Undercurrents of Intolerance: Swimming in KKK Waters
By Allan Sheppard
If the issues were not serious and the potential consequences
not sobering to the people affected, one might be tempted to
dismiss the history of the Ku Klux Klan in Alberta in the 1920s
and '30s as a joke-a bad joke, certainly, but still a joke, cut
mercifully short by its own irrelevance and the incompetence of
its promoters.
But the issues were serious, as they still are. The
potential consequences were sobering, as they would be today. And
there is no reason to assume that the undercurrent of intolerance
and bigotry the KKK stirred up disappeared with it. On the
contrary, there is good reason to suspect the current might still
be flowing today, deep beneath apparently still waters.
The Ku Klux Klan's extremist messages fell on fertile ground in
Alberta during the 1920s and '30s, ground that had been broken,
ploughed, tilled and seeded by extremists in the Orange Lodges of
central and southern Alberta.
Dr. William Baergen, a Commissioner on the Alberta Human Rights
and Citizenship Commission since 1995, chronicles the story of the
"romance" and eventual "clandestine marriage"

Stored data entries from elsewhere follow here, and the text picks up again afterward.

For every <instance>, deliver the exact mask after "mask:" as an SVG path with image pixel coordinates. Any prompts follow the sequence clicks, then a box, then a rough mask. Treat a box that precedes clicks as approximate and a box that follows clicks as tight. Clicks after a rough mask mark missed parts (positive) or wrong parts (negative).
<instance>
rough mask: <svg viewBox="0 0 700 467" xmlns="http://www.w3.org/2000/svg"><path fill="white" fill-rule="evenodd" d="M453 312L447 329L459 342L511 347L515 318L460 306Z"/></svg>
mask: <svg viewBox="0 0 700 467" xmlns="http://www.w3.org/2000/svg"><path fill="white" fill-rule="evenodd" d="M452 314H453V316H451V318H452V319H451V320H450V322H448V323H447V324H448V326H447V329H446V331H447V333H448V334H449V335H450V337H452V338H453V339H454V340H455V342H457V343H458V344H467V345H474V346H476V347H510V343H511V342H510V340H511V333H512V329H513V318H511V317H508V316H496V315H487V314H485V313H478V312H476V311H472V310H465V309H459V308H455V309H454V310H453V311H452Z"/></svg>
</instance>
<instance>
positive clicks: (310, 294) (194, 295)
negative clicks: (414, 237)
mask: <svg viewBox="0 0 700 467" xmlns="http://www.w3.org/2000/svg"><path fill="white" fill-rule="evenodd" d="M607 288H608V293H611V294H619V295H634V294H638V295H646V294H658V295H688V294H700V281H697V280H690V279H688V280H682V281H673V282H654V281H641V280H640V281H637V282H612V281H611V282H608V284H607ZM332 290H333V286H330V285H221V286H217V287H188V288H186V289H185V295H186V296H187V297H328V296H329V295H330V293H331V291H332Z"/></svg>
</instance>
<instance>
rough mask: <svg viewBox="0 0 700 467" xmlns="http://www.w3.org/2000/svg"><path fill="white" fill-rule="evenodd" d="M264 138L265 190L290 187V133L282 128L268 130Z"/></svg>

between the Klan and Alberta's Orange Lodges. Orangemen and the Ku
Klux Klan in Central Alberta, published by the central Alberta
Historical Society is scheduled for release in late May 2000. A
long-time resident of Stettler and a college and high school
administrator and social studies teacher, Baergen began preparing
his history upon retirement in 1991.
In a prepublication interview, Baergen said he is surprised that
he seems to be the first person to look extensively into this dark
corner of Alberta's history. The late University of Calgary
historian, Howard Palmer (in Patterns of Prejudice: A History of
Nativism in Alberta, 1982), journalist Julian Sher (in White
Hoods, 1983), lawyer Warren Kinsella (in Web of hate:
Inside Canada's Far Right, 1994), historian James H. gray (in The Roar of the
Twenties), the Byfield publishing empire (in History of
Alberta),
and historian Tom M. Henson in an article in Alberta History
("Ku Klux Klan in Western Canada," Autumn 1977) devote
chapters or short passages and anecdotes. But there has been no
full-scale academic or popular research and analysis of the
period. Even Baergen's study only looks at central Alberta.